In the following example, the call b.foo() can be interpreted two ways,
depending on your reading of the ARM:

1) Illegal, since A is a private base class of B and so &b cannot be
converted to an A*.
2) Legal, because of the access declaration.

It seems to me that if you take position 1, you render access decls useless
for methods.  On the other hand, if you take position 2 (as does Cfront),
you subvert checking on pointer conversions.  I at least feel that this
should be stated explicitly in the standard.

Thoughts?

class A {
  public:
    void foo ();
};

class B: private A {
  public:
    A::foo;
};

void bar () {
  B b;
  b.foo ();
}

jason@cygnus.com (Jason Merrill) writes:

>In the following example, the call b.foo() can be interpreted two ways,
>depending on your reading of the ARM:
>
>1) Illegal, since A is a private base class of B and so &b cannot be
>converted to an A*.
>2) Legal, because of the access declaration.

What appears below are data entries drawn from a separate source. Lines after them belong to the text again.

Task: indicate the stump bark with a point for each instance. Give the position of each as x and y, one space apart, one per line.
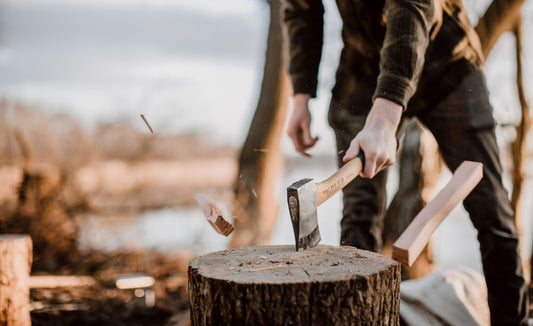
275 285
15 264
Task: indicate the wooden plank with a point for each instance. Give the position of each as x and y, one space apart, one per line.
411 242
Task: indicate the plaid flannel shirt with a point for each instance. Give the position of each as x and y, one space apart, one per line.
408 51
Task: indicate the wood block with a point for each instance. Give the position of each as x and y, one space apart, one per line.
275 285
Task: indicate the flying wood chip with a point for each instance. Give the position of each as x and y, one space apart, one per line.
213 215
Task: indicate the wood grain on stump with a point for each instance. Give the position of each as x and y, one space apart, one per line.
15 264
275 285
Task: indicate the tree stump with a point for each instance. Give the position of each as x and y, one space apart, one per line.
15 258
275 285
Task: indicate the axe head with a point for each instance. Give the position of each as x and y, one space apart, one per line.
301 196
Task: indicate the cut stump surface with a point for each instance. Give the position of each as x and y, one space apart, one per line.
275 285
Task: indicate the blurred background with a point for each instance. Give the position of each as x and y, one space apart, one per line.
75 155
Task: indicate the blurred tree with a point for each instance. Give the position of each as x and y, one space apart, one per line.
260 161
500 17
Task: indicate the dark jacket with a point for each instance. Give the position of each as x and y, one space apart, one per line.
408 51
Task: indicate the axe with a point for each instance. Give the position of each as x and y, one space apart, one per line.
305 196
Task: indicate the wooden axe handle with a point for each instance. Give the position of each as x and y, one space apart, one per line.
343 176
411 242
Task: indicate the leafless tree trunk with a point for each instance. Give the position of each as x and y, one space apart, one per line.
261 159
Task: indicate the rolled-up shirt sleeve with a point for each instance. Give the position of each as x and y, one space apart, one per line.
304 24
408 25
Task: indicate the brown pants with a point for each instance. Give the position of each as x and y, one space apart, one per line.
463 126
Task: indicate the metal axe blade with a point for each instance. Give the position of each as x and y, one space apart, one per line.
305 196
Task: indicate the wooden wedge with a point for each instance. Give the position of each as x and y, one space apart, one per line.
411 242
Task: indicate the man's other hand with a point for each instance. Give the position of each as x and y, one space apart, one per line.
298 128
377 139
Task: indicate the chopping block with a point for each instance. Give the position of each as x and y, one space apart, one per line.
274 285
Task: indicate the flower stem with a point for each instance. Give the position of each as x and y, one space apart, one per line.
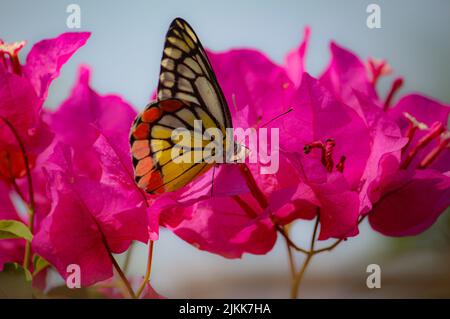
148 271
298 277
292 266
121 275
126 263
289 241
31 205
114 261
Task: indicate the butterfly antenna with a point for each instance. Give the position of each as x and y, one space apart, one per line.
277 117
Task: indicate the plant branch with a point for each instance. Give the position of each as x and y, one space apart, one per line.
148 271
298 277
31 205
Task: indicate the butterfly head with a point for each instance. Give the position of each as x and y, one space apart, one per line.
240 153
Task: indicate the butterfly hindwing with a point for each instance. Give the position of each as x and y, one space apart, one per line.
152 147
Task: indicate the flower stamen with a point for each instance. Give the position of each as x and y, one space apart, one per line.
435 130
12 51
327 152
377 69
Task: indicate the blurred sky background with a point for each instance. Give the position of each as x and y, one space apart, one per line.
124 52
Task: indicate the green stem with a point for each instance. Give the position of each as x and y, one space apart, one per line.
31 205
298 278
148 271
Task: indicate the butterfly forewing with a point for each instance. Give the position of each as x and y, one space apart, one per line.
186 74
187 91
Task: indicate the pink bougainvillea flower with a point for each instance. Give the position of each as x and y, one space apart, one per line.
338 147
409 202
414 191
84 229
295 59
250 80
23 90
86 113
409 189
11 250
345 74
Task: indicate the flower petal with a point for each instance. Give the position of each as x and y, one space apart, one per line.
48 56
410 202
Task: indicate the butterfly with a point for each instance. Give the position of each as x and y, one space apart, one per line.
187 92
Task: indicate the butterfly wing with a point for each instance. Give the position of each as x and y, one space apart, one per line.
160 164
187 91
186 74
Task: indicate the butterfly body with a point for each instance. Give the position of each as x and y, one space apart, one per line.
188 94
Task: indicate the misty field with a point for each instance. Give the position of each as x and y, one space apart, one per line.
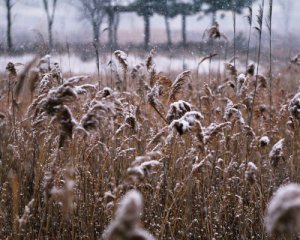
205 155
177 142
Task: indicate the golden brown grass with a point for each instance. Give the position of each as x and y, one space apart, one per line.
73 152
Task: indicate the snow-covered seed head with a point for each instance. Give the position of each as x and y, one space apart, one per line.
188 121
126 223
276 153
130 209
283 213
250 172
107 91
177 110
241 79
264 141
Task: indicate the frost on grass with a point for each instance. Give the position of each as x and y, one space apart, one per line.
283 213
250 173
177 110
264 141
187 122
125 226
276 153
294 106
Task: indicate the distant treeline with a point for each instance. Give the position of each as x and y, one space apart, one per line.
96 11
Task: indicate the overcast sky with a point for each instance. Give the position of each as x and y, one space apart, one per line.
28 15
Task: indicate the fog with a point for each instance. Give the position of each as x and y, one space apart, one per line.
29 16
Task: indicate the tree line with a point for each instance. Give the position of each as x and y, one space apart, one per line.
95 11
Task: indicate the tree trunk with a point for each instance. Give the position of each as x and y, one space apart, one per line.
213 17
115 32
8 33
183 22
110 29
168 31
147 32
50 23
96 34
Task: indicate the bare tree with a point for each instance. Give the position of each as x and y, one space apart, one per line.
50 18
94 12
9 5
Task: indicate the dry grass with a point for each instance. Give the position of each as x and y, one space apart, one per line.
69 154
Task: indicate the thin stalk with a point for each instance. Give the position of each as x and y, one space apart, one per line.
249 17
259 29
270 57
234 32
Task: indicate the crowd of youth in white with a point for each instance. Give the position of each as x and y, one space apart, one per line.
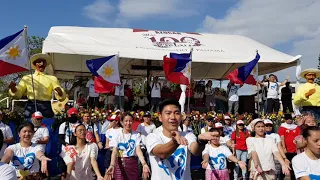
165 152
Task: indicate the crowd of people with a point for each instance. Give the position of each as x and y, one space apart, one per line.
162 145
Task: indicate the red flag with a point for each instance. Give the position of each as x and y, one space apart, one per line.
102 86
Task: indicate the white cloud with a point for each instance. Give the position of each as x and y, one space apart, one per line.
290 23
137 9
99 11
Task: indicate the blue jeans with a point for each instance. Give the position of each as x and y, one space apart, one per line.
242 156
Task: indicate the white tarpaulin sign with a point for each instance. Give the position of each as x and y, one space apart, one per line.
214 55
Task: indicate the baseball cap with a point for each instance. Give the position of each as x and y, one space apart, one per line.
240 122
267 121
37 115
218 125
72 111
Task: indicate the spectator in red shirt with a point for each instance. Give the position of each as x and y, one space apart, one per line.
288 132
239 145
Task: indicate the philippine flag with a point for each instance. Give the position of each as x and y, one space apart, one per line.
243 74
106 72
14 54
177 68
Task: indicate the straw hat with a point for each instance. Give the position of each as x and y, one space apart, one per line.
35 57
311 70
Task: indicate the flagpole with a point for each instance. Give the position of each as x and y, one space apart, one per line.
189 92
258 105
30 69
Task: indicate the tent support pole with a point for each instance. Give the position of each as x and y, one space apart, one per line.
148 87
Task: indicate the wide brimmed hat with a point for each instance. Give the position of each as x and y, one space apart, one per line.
35 57
311 70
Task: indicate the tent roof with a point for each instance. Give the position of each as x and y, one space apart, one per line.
214 55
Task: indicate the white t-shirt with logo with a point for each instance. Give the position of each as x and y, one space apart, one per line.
217 157
145 130
39 134
67 131
7 172
127 143
273 90
156 90
177 166
119 90
25 158
112 133
7 133
304 166
233 93
90 85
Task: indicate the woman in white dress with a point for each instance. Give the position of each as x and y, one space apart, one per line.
81 157
261 152
25 156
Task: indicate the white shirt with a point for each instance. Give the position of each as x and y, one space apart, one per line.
111 133
156 90
217 157
304 166
90 85
127 143
145 130
82 162
25 158
203 130
272 90
119 90
68 132
7 172
7 133
264 147
177 166
186 129
233 93
39 134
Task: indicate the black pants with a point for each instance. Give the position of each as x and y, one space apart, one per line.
287 105
273 105
290 157
43 106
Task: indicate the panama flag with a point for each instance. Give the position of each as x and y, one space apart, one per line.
177 68
245 74
106 72
14 54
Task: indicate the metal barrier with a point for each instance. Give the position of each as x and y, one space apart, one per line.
6 99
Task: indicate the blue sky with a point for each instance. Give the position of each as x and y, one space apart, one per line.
290 26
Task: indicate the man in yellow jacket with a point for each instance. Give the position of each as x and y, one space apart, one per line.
308 94
43 84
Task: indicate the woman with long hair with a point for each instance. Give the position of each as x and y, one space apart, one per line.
306 164
209 92
25 156
261 152
124 163
239 146
81 156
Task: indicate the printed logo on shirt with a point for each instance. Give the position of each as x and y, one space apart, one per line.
219 160
176 161
24 163
127 147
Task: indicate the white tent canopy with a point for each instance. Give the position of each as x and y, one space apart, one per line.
214 55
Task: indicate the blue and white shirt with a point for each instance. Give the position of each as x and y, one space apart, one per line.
127 143
304 166
177 166
217 157
24 159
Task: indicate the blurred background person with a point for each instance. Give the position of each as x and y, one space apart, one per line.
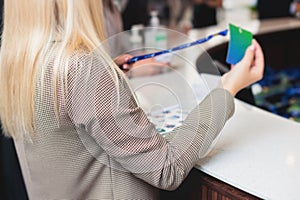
205 12
273 9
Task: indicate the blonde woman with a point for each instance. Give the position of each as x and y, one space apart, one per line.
78 130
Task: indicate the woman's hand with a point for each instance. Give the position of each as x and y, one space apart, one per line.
145 67
249 70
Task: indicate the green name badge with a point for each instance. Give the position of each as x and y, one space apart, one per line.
240 40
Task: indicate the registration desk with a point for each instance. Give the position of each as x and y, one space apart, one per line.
257 155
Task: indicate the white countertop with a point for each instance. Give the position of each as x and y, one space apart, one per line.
257 152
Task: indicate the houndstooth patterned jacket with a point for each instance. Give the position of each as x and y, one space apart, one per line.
97 143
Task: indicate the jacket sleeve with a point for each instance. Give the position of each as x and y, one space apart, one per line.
100 104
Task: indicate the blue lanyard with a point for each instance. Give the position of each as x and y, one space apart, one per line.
180 47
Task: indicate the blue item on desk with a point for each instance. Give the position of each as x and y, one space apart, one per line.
180 47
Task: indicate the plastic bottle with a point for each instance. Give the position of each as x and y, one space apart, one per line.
155 36
135 38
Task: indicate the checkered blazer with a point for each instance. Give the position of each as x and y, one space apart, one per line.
97 143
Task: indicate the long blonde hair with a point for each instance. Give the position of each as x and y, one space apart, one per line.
30 27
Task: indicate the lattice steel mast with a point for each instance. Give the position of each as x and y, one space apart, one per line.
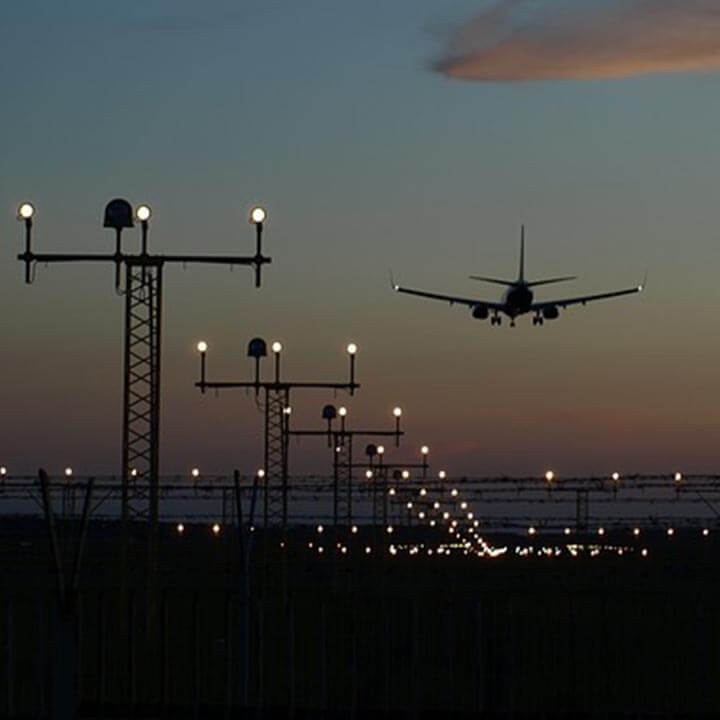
277 411
140 466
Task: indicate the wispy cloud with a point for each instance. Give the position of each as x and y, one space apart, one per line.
526 40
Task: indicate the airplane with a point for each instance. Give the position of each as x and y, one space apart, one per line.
518 298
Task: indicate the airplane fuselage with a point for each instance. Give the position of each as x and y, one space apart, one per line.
517 299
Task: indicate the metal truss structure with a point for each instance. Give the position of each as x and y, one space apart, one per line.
277 414
275 506
140 464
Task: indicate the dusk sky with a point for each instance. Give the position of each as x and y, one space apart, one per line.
411 136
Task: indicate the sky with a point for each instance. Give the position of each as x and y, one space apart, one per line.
405 136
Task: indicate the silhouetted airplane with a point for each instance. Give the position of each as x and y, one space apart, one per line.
518 299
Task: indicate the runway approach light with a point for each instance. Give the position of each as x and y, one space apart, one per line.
258 215
26 211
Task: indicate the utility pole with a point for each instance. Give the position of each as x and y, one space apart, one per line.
143 338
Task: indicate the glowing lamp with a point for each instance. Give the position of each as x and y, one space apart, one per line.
258 215
25 211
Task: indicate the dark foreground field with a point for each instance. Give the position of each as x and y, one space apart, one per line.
299 633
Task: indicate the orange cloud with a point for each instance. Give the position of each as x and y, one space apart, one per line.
527 40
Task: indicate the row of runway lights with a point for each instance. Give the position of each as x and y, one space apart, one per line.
216 529
195 473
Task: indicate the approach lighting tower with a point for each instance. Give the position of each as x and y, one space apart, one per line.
143 316
340 440
278 409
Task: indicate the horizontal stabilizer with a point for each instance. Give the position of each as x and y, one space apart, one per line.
551 280
509 283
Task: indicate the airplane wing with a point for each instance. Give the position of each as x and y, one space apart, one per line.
583 299
452 299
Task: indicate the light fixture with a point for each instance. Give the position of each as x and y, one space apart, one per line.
258 215
26 211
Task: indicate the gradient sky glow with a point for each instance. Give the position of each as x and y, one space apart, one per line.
367 159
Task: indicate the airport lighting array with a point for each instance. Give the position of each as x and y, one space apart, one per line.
143 321
340 440
277 411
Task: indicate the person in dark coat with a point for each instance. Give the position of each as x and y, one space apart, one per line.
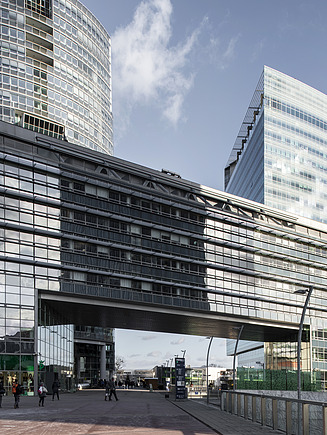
112 389
2 392
55 389
17 391
42 392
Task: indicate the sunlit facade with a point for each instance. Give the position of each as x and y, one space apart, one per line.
279 159
109 243
279 155
55 71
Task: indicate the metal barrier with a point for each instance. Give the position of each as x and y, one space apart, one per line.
280 413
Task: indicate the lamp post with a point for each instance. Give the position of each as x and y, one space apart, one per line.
208 351
234 357
308 292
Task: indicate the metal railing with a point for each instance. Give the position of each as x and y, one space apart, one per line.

(2) is the correct interpretation.  See the example at the bottom of page
246 in section 11.3 of the ARM.

>It seems to me that if you take position 1, you render access decls useless
>for methods.  On the other hand, if you take position 2 (as does Cfront),
>you subvert checking on pointer conversions.

No, it is still illegal to convert from a B* to an A*.

>class B: private A {
>  public:
>    A::foo;
>};

The access declaration makes A::foo public in B.
It is as if you had written

 class B : private A {
 public:
  void foo() { A::foo(); }
 };

There are no pointer conversions involved.

--
Fergus Henderson - fjh@munta.cs.mu.OZ.AU